Richardson's 'Clarissa' and the Eighteenth-Century Reader

Richardson's 'Clarissa' and the Eighteenth-Century Reader
Title Richardson's 'Clarissa' and the Eighteenth-Century Reader PDF eBook
Author Tom Keymer
Publisher Cambridge University Press
Pages 300
Release 2004-06-24
Genre Literary Criticism
ISBN 9780521604406

Download Richardson's 'Clarissa' and the Eighteenth-Century Reader Book in PDF, Epub and Kindle

Whilst drawing to some extent on recent theoretical studies, this book restores Clarissa to its largely neglected eighteenth-century context.
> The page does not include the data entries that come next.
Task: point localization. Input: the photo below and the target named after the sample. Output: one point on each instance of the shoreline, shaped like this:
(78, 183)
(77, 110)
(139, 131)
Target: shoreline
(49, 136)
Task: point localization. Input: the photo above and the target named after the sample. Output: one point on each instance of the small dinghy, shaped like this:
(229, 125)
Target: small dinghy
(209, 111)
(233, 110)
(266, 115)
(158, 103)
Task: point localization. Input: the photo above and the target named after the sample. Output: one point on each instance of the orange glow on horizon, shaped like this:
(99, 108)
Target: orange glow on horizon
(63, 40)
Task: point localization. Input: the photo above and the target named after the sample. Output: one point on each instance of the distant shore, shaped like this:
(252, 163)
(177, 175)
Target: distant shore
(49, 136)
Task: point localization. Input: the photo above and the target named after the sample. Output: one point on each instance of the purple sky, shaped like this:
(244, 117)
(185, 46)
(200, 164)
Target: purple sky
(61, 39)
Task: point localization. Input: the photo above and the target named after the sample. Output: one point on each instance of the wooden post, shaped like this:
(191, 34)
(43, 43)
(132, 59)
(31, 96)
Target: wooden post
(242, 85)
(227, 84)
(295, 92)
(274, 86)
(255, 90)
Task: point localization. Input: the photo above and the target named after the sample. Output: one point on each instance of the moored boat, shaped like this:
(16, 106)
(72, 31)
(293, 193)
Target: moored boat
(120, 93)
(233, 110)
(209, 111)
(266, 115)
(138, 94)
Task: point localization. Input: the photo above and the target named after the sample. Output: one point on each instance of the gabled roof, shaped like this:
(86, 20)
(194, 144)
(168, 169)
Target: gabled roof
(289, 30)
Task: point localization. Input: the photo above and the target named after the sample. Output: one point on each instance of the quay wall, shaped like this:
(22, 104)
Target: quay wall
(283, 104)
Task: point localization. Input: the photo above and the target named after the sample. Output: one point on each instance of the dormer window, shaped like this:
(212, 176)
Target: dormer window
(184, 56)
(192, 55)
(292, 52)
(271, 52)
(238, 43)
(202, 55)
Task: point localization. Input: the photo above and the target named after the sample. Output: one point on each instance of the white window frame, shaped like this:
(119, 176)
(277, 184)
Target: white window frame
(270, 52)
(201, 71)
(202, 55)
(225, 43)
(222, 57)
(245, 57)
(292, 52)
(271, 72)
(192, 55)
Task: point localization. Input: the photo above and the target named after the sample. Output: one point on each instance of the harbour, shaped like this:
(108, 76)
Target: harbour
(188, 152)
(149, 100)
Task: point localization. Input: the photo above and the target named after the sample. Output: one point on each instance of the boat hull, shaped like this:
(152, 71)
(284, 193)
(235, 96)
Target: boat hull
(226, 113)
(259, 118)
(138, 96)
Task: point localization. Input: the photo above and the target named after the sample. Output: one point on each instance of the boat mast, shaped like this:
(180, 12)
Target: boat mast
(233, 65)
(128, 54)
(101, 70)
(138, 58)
Encyclopedia of Life Writing

Encyclopedia of Life Writing
Title Encyclopedia of Life Writing PDF eBook
Author Margaretta Jolly
Publisher Routledge
Pages 3905
Release 2013-12-04
Genre Literary Criticism
ISBN 1136787437

Download Encyclopedia of Life Writing Book in PDF, Epub and Kindle

First published in 2001. This is the first substantial reference work in English on the various forms that constitute "life writing." As this term suggests, the Encyclopedia explores not only autobiography and biography proper, but also letters, diaries, memoirs, family histories, case histories, and other ways in which individual lives have been recorded and structured. It includes entries on genres and subgenres, national and regional traditions from around the world, and important auto-biographical writers, as well as articles on related areas such as oral history, anthropology, testimonies, and the representation of life stories in non-verbal art forms.

The Practice of Quixotism

The Practice of Quixotism
Title The Practice of Quixotism PDF eBook
Author S. Gordon
Publisher Springer
Pages 247
Release 2006-11-13
Genre Literary Criticism
ISBN 0230601537

Download The Practice of Quixotism Book in PDF, Epub and Kindle

Using postmodern theory, The Practice of Quixotism explores eighteenth-century women's texts that use quixote narratives, which typically demand that individuals purge their minds of internalized fictions to insist instead that the reality we encounter is inevitably mediated by the texts we have read.